Bei winterlicher Witterung sind die Grundstückseigentümerinnen und -eigentümer sowie die Mieterinnen und Mieter verpflichtet, die Gehwege vor ihren Grundstücken von Schnee und Eis zu befreien. Darauf weist die Stadt Neu-Isenburg hin. In den vergangenen Tagen wurde festgestellt, dass diese Pflicht nur teilweise oder unzureichend erfüllt wird. Wer die Gehwege nicht räumt, gefährdet andere und kann haftbar gemacht werden, wenn es zu einem Unfall kommt (Schadensersatzpflicht § 823 BGB). Die Sicherheits- und Ordnungsbehörde der Stadt Neu-Isenburg weist darauf hin, dass die Nichtreinigung der Straße mit einer Geldbuße geahndet werden kann.
Alle Bürgerinnen und Bürger werden um Mithilfe gebeten, um gemeinsam die Verkehrssicherheit während der Wintermonate zu gewährleisten. Ebenfalls ist es erforderlich, das Verhalten im Straßenverkehr an die Witterungsverhältnisse anzupassen.
Die Regelungen zur Schnee- und Eisbeseitigung sind in der Straßenreinigungsatzung der Stadt Neu-Isenburg festgelegt. Demnach liegt die Räum- und Streupflicht für Gehwege grundsätzlich den jeweiligen privaten Grundstückseigentümerinnen und -eigentümern. Diese sind verpflichtet, die an ihr Grundstück angrenzenden Gehwege in einem verkehrssicheren Zustand (Verkehrssicherungspflicht) zu halten und bei Schnee- und Eisglätte rechtzeitig zu räumen und zu streuen. Der Gehweg muss in einer Breite von 1,20 m vom Schnee geräumt werden, soweit die örtlichen Verhältnisse dies zulassen. Für den Fußgängerverkehr muss eine durchgehend benutzbare Fläche und ggfls. ein Zugang zu einem Überweg in angemessener Breite geschaffen werden. Für jedes Grundstück ist ein Zugang zur Fahrbahn in einer Breite von mindestens 1 Meter zu räumen.

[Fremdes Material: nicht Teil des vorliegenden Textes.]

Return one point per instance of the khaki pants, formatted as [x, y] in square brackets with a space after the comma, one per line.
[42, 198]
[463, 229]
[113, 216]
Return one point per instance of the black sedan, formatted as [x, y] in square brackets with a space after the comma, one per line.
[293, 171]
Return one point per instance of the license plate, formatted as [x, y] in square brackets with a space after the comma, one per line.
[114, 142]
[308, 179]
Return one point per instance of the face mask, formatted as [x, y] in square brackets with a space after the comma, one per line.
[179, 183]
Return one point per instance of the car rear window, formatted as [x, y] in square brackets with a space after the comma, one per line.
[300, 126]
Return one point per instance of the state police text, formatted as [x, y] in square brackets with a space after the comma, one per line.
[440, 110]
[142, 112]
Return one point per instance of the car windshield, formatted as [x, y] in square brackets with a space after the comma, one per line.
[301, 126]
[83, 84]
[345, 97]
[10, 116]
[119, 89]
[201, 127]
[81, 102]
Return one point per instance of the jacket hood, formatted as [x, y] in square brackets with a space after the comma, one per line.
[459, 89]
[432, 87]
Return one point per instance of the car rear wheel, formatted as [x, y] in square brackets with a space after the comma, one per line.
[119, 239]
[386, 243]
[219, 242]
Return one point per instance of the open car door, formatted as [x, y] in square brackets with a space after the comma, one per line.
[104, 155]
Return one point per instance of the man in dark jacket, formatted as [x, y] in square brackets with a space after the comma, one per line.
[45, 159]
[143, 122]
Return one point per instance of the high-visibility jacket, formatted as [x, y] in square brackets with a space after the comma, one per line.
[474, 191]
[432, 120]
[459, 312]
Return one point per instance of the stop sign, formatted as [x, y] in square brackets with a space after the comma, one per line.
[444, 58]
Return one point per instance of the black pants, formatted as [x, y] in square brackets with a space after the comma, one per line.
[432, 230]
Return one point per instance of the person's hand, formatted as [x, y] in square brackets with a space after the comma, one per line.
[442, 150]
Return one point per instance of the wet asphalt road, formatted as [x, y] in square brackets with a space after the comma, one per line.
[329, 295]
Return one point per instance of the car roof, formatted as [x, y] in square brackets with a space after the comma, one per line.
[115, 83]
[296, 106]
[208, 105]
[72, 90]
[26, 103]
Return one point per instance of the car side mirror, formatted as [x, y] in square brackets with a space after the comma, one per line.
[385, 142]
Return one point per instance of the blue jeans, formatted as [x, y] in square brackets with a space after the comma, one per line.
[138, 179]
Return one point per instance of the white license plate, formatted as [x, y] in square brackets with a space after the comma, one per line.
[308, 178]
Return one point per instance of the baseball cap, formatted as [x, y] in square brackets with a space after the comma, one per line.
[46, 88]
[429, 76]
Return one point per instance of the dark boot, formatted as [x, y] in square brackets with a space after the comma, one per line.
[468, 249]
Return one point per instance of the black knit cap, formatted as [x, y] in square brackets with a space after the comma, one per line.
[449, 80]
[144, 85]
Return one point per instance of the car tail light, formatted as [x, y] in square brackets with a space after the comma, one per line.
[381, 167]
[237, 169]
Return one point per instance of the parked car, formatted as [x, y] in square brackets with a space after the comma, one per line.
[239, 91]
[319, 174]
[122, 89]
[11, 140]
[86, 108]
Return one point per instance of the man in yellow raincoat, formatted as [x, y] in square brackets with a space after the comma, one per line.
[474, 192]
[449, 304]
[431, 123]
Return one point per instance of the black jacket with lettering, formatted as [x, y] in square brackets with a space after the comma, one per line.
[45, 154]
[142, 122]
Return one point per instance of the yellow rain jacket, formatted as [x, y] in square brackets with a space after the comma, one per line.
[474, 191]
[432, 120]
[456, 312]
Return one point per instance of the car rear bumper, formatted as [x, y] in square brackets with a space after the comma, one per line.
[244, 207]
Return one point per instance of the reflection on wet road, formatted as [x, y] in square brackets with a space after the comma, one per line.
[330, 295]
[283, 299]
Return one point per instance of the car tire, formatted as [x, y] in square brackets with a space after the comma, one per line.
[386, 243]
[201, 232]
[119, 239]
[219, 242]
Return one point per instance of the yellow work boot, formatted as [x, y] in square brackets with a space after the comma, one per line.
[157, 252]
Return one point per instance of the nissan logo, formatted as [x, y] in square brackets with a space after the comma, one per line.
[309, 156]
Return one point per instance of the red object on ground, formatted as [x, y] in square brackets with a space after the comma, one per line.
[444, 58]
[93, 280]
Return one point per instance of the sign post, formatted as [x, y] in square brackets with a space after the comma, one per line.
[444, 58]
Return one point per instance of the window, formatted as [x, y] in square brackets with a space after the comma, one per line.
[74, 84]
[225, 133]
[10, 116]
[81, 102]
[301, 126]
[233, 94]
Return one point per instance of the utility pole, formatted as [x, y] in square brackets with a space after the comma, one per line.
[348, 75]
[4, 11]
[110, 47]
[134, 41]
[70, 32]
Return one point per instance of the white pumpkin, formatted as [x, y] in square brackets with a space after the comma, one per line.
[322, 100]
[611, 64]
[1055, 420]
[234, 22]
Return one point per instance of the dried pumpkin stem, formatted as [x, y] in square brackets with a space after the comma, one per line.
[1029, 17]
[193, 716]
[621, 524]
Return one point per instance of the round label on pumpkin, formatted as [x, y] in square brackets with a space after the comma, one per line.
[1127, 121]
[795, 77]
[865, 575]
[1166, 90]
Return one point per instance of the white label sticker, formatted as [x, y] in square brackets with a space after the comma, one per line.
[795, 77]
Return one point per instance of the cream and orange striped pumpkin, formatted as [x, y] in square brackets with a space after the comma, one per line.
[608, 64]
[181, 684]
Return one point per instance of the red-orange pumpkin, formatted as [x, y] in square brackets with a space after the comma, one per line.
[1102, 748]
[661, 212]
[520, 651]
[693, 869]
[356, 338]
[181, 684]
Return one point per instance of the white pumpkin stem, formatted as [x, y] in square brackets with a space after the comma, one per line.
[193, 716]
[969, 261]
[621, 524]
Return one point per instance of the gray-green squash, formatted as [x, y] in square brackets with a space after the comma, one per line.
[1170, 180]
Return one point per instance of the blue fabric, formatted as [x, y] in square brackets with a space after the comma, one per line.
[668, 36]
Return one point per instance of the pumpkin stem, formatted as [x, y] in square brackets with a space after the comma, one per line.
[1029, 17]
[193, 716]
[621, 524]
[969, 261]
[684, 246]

Bei Eisglätte sind Gehwege in voller Breite und Tiefe, Überwege in einer Breite von 2 Meter abzustumpfen. Als Streumittel sind vorrangig Sand, Splitt und ähnlich abstumpfendes Material zu verwenden. Asche darf nicht zum Bestreuen verwendet werden. Streugutrückstände müssen sobald als möglich wieder beseitigt werden.
Salz und/oder salzdurchsetztes abstumpfendes Streumaterial darf nur in unabwendbaren Fällen und dann in geringen Mengen – je nach Bedarfsfall- für Geh –und Radwege verwendet werden.
Der Dienstleistungsbetrieb Dreieich und Neu-Isenburg AöR übernimmt den Winterdienst auf den Hauptverkehrsstraßen, an Fußgängerüberwegen sowie auf den Strecken des Linienbusverkehrs. Der Winterdienst erfolgt dabei im Rahmen der gesetzlich vorgeschriebenen Reinigungs- und Verkehrssicherungspflicht. Es wird um Verständnis gebeten, dass sich der Winterdienst bei winterlichen Witterungslagen zunächst auf Straßen und Bereiche mit der höchsten Priorität konzentriert. Nebenstraßen ohne verkehrswichtige und gefährliche Bereiche werden nicht durch die DLB AöR geräumt und gestreut.